Guy Newman

Personal information
- Date of birth: 26 November 1957 (age 68)
- Place of birth: Portsmouth, England
- Position: Defender

Senior career*
- Years: Team / Apps / (Gls)
- 1977: Maccabi Los Angeles
- 1978: Tampa Bay Rowdies / 0 / (0)
- 1979: Fort Lauderdale Strikers / 5 / (0)
- 1980: Miami Americans
- 1981–1984: San Diego Sockers (indoor) / 38 / (5)
- 1982–1984: San Diego Sockers / 11 / (0)
- 1982–1987: San Diego Sockers (MISL) / 45 / (6)

Managerial career
- 1986–1993: San Diego Sockers (assistant)
- 1994–1995: Las Vegas Dustdevils
- 1996–2000: Kansas City Wizards (assistant)
- 2000–2008: Del Mar Sharks
- 2009–: San Diego United
- Encinitas Express
- East County Surf Soccer Club

= Guy Newman (soccer) =

Anglo-American soccer player

Guy Newman (born 26 November 1957) is an English-American retired soccer defender who played in the North American Soccer League, American Soccer League and the Major Indoor Soccer League. He is currently coaching at East County Surf Soccer Club.

==Player==
The son of English player and coach, Ron Newman, Guy grew up in the United States.

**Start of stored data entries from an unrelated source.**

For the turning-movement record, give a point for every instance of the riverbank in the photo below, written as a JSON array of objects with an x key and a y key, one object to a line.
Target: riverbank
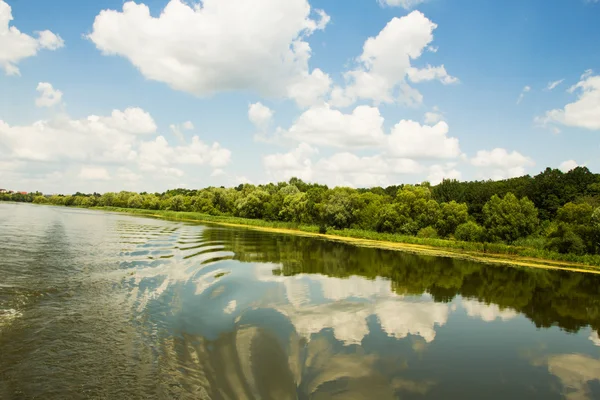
[{"x": 481, "y": 252}]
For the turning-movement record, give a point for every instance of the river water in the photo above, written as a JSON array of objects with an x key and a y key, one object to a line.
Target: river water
[{"x": 96, "y": 305}]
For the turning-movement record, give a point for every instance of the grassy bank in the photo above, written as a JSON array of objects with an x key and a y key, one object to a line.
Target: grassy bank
[{"x": 484, "y": 252}]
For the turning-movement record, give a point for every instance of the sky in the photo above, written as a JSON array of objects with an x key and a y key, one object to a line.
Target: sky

In 1977, he played for the semi professional Maccabi Los Angeles club when it won the National Challenge Cup. He turned professional in 1978 with the Tampa Bay Rowdies of the North American Soccer League, but injured his shoulder less than 30 seconds into an indoor friendly vs Norwich City F.C. He was never able to break into the first team outdoors and moved on to the Fort Lauderdale Strikers in 1979. In 1980, he followed his father to the expansion Miami Americans of the American Soccer League. The team lasted only one season before folding. When Ron Newman moved to coach the San Diego Sockers in 1980, he brought in Guy. In 1982, Guy took the field with the Sockers and played three outdoor seasons with them. He also played forty-five regular season games for the Sockers indoor team which played in both the NASL indoor circuit as well as in the Major Indoor Soccer League. Newman retired from playing professionally in 1987.

==Coach==
After retiring as a player, Newman assisted his father at the Sockers from 1987 to 1993. In March 1994, he was hired as the head coach of the Las Vegas Dustdevils which won the 1994 Continental Indoor Soccer League championship. The Dustdevils folded at the end of the 1995 season. In 1996, Newman became an assistant to his father at the Kansas City Wizards of Major League Soccer. In 2000, he became the head coach of the Del Mar Sharks and in 2009 became Director of Coaching Encinitas Express.